Structural development of the brain
Credit: Kanazawa University
The human brain consists of neurons arranged into microscopic columns. The cortex, which is the seat of most cerebral functions and forms the largest part of the brain, is divided into uncountable micro-columns. However, the exact development of this columnar structure is elusive to neuroscientists. A research team led by Makoto Sato, has recently reported their study describing the role of a specific protein in the growth of these columns.
The team spanning across Kanazawa University, Ryukoku University, Tokyo Institute of Technology and Imperial College London, used the Drosophila melanogaster (fruit fly) brain for their experiments. The visual centre of the Drosophila brain bears high structural resemblance to the columnar arrangement of the human one, making it an apposite, yet simple model to study. To first visualize these columns, N-cadherin (Ncad), a protein specific to the nervous system, was mapped. The spatial locations of Ncad revealed that during the larval stage of the fly, the visual centre comprised a donut-like structure. As the fly matured to the pupal stage, these structures started stacking on top of each other and indeed transformed into a three-dimensional column.
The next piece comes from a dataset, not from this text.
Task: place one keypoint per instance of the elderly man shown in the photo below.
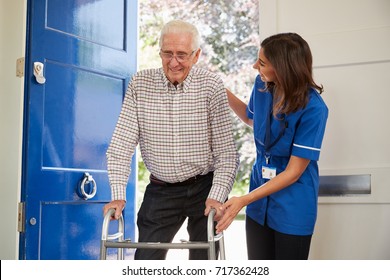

The research team then carefully analysed these columns and found the presence of three neuron types, namely, R7, R8 and Mi1 within them. While R7 was concentrated towards the central core of the columns, R8 and Mi1 were arranged towards the periphery. Now that the structural composition was clear, understanding the process of column formation was the next step. It was suspected that Ncad, which was heavily present in the columns, played a role in this regard. When Ncad was measured in all three neuron types, it was found that R7 neurons contained more Ncad than the peripheral neurons. Since Ncad is known to give cells adhesive properties, the team concluded that it was the levels of Ncad which determined the location of each of the neuron types within the columns. Heavily adhesive neurons such as R7 formed the core of the columns.
Lastly, to see whether Ncad directly affected the columnar arrangement, it was either completely removed or greatly increased in the neurons. As expected, manipulation of Ncad disturbed the columnar assembly and positions of the neurons. For example, R7 neurons without any Ncad were no longer within the core. However, when Ncad was greatly increased within them, the R8 and Mi1 neurons extended towards the core, possibly due to the strong adhesive properties of Ncad.
This study revealed the role of an adhesive protein in arranging neurons to form the columnar microstructure of the brain. “[Ncad-dependant] differential adhesion and inter-layer interaction may be the essential mechanism underlying the 3D organization of column formation that is evolutionarily conserved from the fly optic lobe to mammalian brains”, conclude the researchers. This discovery can help neuroscientists monitor healthy development of the brain and uncover other molecules involved in the process.